What is meant by a culture of integration is not that everything is universally expressed, as in Lisp. What is meant is that complex pieces of software expose consistent, (supposedly) well documented interfaces. The physical manifestation of the interface can be *anything*, so long as it is documented and adhered to by the component you're using. Ideally, the interface is so well documented that you don't even need a compiler for the language used to write the component in the first place. You can use Lisp to write code, but maybe you link against a library I wrote in Forth, or perhaps APL, or dare I say it, COBOL.

This simple observation gives rise to the ENTIRE software industry as it's espoused today. Because everything is abstracted behind Application Binary Interfaces (ABIs; usually enforced by the OS) and Application Programmer Interfaces (APIs; enforced by the component authors and compilers), you're free to "ship" a software product without including its source code, which means you can charge MONEY for doing it. There is an incentive to sell software, rather than sell support for it.

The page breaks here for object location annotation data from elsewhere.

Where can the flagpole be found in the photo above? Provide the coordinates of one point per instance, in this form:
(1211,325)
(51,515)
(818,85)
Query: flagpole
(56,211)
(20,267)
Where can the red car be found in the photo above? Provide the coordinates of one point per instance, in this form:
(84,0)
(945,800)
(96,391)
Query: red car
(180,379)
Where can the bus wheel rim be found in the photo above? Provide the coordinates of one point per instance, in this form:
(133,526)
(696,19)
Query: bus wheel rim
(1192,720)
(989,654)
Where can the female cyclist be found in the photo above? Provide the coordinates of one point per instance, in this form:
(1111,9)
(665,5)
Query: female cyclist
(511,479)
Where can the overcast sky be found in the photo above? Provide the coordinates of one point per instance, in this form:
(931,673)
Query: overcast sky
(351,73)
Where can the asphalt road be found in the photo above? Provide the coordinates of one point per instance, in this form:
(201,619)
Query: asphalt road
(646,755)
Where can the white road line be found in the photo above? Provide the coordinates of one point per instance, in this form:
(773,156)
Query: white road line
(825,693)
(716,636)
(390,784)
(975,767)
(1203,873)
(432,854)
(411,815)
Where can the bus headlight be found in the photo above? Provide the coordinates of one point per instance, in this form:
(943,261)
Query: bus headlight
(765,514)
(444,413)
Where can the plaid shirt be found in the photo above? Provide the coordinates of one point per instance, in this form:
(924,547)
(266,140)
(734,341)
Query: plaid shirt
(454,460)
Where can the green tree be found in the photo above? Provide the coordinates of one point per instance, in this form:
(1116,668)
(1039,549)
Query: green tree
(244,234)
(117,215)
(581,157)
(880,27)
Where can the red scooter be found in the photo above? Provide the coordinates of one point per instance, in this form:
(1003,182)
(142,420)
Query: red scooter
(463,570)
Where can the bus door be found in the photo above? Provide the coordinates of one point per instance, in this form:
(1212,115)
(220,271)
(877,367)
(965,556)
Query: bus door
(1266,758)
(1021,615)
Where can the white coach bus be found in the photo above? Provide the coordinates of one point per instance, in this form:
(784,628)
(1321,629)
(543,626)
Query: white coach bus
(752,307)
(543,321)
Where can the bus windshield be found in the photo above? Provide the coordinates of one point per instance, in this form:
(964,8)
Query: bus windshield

With Lisp, Forth, Smalltalk, et. al., all you have is source -- the concept of "object code" simply does not exist. Hence, without intermediate binary representations of software components, there can be no means of distributing your work without also distributing its source code. The profit motive for software development disappears, and thus so too does the public support for those languages. Expressivity and productivity be damned. Only those who embrace the idea of offering software-related services work with these languages; those who offer software-as-a-product won't be caught dead using them, for it compromises their entire business model.